I never saw myself as beautiful when I was younger and thin, either. I grew up skinny and had a really awkward adolescence, in which I had physical characteristics (flat-chested, glasses, braces) that in my white, upper-middle-class high school marked me as unattractive. As far as I can guess, there may have been a magic week or two during my transition for “too skinny” to “too fat” where I hit the mark of what I “ought” to weigh. But I wouldn’t be surprised if during those magic weeks where I weighed the supposedly-right amount, I carried some other marker that kept me from being attractive — or, more accurately, from feeling attractive.
Because there’s so much judgement out there, and so much internalized self-judgement that stems from that. And — no shocker here — the judgements, the feelings of wrongness aren’t even remotely limited to questions of weight, or appearance, or the physical realm. There’s plenty of societal messages about the ways to act, to live, to be. Which plays into all the ways we feel wrong in our behaviors, our choices, our circumstances.
I truly believe that fat is a feminist issue. But for me, fat acceptance is part of the larger challenge of self-acceptance. And for me, self-acceptance and self-esteem are very much spiritual issues. Letting go of feeling wrong. Letting go of the self-protective, defensive instinct to make someone else wrong when I’m feeling judged and threatened. Opening my heart to the possibility that each and every person I encounter is 100% perfect in this moment.
So, do I think it’s wrong to want to lose weight? No, I don’t.* We want what we want, and none of it is wrong, and going into the self-beat-up for wanting the “wrong” thing is only going to perpetuate the patterns of self-judgement that keep me feeling bad about myself.
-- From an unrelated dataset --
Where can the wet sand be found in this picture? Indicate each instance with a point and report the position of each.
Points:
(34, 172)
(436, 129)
Where Roni’s questions get a little tricky for me is when she asks about “inspiring” folks to lose weight. Because that will all very much depend on how she wants to go about inspiring people. If it’s a process of living her own choices and speaking openly about them, and letting people choose freely whether or not to follow her path, I’m pretty much on board. (Insofar as I fully believe in the perfection of Roni’s choices for Roni while choosing myself not to aspire towards weight loss.)
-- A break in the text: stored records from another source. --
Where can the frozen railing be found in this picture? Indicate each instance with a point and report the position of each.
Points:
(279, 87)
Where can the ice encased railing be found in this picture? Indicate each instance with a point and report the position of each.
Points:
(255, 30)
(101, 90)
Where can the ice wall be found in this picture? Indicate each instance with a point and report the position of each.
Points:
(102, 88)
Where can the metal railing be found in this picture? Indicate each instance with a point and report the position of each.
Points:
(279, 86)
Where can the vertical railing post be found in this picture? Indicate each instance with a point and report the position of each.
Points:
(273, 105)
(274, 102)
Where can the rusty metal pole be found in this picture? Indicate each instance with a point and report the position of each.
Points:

But if her version of “inspiring” includes blindness to the perfection of choice for those embracing HAES — and that assumptive slip I mentioned above gives me some reason to fear that sort of blindness — then I’m a bit more troubled about the potential for this to be yet another message about how the FA/HAES community is wrong in our choices and our beliefs.
So Roni isn’t wrong. And I’m not wrong.
When we’re able to tap into compassion for self and make heart-centered authentic choices for ourselves, each of us is wonderfully right.
* Not that anyone needs my approval anyways.